When combining DI with Enterprise Vault, EV is using “alternate data streams” and writes a lot of hidden control files (i.e. evarchivepoint.xml, evfolderpoint.xml) into the file system. They can be seen by Data Insight, which is a known issue of Data Insight.
Currently we configured exclude rules for e.g. evarchivepoint.xml, evfolderpoint.xml, ~$evfsatemp*.tmp, this seems to be a workaround for new scans. But we had an original scan without such filter/exclude rules and the files still show up in DI. They are not removed.
How can these files be deleted from the database? The documentation shows nothing about database manipulation. There are some CLI-files in the Data Insight directory, but i found nothing to easily find and delete database entries.
We would require a support case for this issue as once a file makes it into the indices for the Symantec DataInsight (SDI) product the method for removal is aging as per the data retention policy in place. This policy removes the access events and not the files themselves.

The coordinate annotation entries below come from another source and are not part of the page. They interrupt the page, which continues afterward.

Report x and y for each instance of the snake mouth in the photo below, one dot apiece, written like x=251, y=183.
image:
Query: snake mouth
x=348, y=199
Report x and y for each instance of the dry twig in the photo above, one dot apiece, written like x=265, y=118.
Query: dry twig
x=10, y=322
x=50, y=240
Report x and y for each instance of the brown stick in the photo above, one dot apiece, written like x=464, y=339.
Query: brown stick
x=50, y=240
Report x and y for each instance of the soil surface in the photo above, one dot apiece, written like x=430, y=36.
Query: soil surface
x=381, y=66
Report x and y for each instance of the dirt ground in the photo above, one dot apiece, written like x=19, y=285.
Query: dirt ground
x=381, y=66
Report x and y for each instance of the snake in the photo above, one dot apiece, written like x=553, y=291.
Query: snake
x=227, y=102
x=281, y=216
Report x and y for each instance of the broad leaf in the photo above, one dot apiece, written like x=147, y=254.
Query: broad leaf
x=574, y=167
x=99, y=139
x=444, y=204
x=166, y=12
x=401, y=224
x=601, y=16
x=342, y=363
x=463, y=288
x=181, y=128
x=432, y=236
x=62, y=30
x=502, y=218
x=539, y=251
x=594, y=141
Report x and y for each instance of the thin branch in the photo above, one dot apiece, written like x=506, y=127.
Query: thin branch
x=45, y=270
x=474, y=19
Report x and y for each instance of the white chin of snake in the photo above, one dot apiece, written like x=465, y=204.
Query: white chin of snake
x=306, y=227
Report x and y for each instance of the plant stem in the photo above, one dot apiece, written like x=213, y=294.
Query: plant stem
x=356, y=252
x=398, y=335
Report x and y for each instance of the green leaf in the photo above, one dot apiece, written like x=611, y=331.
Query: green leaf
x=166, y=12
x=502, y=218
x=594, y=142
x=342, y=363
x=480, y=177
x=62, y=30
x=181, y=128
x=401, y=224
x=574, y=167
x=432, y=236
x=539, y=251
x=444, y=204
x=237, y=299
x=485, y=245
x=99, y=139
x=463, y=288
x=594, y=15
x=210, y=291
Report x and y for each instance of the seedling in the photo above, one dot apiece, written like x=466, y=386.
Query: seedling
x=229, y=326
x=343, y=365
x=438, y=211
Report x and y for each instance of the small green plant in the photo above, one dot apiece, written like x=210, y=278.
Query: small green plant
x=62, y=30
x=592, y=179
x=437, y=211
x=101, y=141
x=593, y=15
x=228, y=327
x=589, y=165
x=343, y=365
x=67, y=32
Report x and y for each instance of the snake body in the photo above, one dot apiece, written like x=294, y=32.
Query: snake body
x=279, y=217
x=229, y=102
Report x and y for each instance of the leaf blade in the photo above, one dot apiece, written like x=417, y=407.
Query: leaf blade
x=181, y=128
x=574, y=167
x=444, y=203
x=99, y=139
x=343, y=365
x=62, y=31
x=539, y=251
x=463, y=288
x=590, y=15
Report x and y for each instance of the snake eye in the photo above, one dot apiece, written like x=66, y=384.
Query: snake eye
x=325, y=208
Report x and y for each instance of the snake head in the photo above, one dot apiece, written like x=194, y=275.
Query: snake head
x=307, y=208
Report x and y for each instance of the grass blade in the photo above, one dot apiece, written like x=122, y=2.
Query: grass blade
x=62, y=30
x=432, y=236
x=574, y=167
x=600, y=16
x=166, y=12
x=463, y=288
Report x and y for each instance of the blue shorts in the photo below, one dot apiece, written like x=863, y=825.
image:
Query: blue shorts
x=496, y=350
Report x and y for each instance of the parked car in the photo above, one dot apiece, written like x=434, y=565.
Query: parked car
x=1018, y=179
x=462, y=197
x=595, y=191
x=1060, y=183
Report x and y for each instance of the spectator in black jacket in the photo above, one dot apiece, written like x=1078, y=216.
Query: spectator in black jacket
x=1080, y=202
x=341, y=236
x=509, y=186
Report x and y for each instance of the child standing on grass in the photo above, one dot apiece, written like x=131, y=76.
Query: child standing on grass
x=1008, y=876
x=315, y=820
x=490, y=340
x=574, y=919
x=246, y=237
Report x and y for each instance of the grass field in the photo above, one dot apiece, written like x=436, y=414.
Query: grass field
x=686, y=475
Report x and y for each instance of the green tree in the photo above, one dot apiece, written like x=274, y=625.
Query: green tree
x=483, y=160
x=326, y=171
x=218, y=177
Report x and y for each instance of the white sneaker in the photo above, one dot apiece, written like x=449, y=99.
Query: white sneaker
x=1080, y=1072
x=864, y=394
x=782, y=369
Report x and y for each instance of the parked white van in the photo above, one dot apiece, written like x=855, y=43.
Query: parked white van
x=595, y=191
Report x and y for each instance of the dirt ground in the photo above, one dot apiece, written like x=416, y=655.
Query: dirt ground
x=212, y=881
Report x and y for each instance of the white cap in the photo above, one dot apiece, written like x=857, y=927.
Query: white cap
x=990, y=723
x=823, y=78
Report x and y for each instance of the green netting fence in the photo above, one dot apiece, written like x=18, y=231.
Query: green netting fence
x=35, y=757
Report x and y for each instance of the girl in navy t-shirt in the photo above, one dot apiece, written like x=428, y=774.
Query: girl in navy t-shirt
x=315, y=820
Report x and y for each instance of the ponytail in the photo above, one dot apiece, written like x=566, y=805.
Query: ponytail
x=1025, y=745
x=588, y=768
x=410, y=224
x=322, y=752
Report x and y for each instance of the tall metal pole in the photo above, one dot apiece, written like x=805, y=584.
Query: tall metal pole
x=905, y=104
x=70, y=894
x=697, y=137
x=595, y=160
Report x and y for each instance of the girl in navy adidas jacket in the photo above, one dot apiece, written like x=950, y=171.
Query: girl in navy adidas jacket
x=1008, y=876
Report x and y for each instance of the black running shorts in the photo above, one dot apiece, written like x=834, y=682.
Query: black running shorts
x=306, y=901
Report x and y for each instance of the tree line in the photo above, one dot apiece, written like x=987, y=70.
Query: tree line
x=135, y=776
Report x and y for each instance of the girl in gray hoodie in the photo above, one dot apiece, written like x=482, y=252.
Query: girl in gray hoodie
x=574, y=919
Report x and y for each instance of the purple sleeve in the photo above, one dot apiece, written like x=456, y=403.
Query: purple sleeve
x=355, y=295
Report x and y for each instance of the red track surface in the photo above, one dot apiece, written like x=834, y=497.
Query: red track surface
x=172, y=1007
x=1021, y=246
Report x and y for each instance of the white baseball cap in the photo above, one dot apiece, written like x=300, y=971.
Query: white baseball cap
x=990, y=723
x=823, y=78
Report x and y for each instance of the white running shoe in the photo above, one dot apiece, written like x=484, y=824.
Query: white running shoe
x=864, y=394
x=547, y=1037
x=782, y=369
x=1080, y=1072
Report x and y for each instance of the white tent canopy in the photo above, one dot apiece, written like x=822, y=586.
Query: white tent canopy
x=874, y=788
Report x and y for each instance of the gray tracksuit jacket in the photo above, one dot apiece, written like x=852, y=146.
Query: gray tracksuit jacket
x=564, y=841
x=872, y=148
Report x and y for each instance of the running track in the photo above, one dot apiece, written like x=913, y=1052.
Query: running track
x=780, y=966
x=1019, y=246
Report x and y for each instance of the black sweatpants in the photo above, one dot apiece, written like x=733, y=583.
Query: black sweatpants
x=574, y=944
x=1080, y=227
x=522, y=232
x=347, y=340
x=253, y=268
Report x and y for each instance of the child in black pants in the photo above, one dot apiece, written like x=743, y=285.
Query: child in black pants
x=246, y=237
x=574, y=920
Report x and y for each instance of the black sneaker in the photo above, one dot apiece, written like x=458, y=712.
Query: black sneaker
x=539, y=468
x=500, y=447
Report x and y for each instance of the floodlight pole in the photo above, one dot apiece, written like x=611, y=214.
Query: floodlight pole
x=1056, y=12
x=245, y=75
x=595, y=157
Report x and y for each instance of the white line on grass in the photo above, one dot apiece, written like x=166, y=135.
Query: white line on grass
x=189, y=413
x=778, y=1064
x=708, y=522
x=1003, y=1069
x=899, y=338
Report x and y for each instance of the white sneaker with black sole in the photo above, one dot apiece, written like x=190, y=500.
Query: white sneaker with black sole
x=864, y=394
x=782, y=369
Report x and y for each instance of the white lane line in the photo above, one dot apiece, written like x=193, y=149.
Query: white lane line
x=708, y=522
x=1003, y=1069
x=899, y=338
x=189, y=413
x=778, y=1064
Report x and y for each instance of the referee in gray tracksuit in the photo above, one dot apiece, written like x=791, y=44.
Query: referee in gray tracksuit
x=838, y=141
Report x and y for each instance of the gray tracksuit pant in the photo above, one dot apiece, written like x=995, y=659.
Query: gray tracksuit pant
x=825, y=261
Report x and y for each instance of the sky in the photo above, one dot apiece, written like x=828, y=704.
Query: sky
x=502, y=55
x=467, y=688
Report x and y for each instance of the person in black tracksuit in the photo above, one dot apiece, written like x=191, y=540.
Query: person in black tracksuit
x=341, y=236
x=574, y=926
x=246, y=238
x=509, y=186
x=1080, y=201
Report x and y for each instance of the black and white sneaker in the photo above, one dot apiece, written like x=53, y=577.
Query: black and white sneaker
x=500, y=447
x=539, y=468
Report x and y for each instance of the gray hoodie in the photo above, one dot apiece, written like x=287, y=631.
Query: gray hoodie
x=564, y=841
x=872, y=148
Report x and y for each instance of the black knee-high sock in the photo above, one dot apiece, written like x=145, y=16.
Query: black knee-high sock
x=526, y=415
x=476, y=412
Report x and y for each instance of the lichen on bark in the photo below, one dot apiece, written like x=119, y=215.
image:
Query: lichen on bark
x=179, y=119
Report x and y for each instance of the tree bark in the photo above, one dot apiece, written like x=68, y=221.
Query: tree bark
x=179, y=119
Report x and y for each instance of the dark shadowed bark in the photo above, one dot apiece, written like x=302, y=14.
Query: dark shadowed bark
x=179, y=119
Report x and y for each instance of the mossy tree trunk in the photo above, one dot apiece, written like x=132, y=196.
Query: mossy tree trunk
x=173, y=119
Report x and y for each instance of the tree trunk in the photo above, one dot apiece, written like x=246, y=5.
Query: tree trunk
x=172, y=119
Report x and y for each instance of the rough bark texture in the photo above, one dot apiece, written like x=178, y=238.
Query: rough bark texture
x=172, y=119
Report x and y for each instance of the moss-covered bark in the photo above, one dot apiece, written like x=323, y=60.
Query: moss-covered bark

We would likely need a Product Action Request (PAR) which equates to an enhancement to the product design. Meanwhile I will run some testing in preparation for the case and see what the limitation would be to removing specific files from specific shares stored on an indexer in the indices.
My assumption is that you are using exclusion rules that equate to pattern matching and not on the directory structure itself. I would expect a scan-resync to clear out the path hierarchy if you had excluded the root folder form scanning. I will also see if there have been any other requests for similar removals as likely the only current method would be manipulation of the databases themselves to delete the record containing the file reference object you see when looking in the workspace of the Console.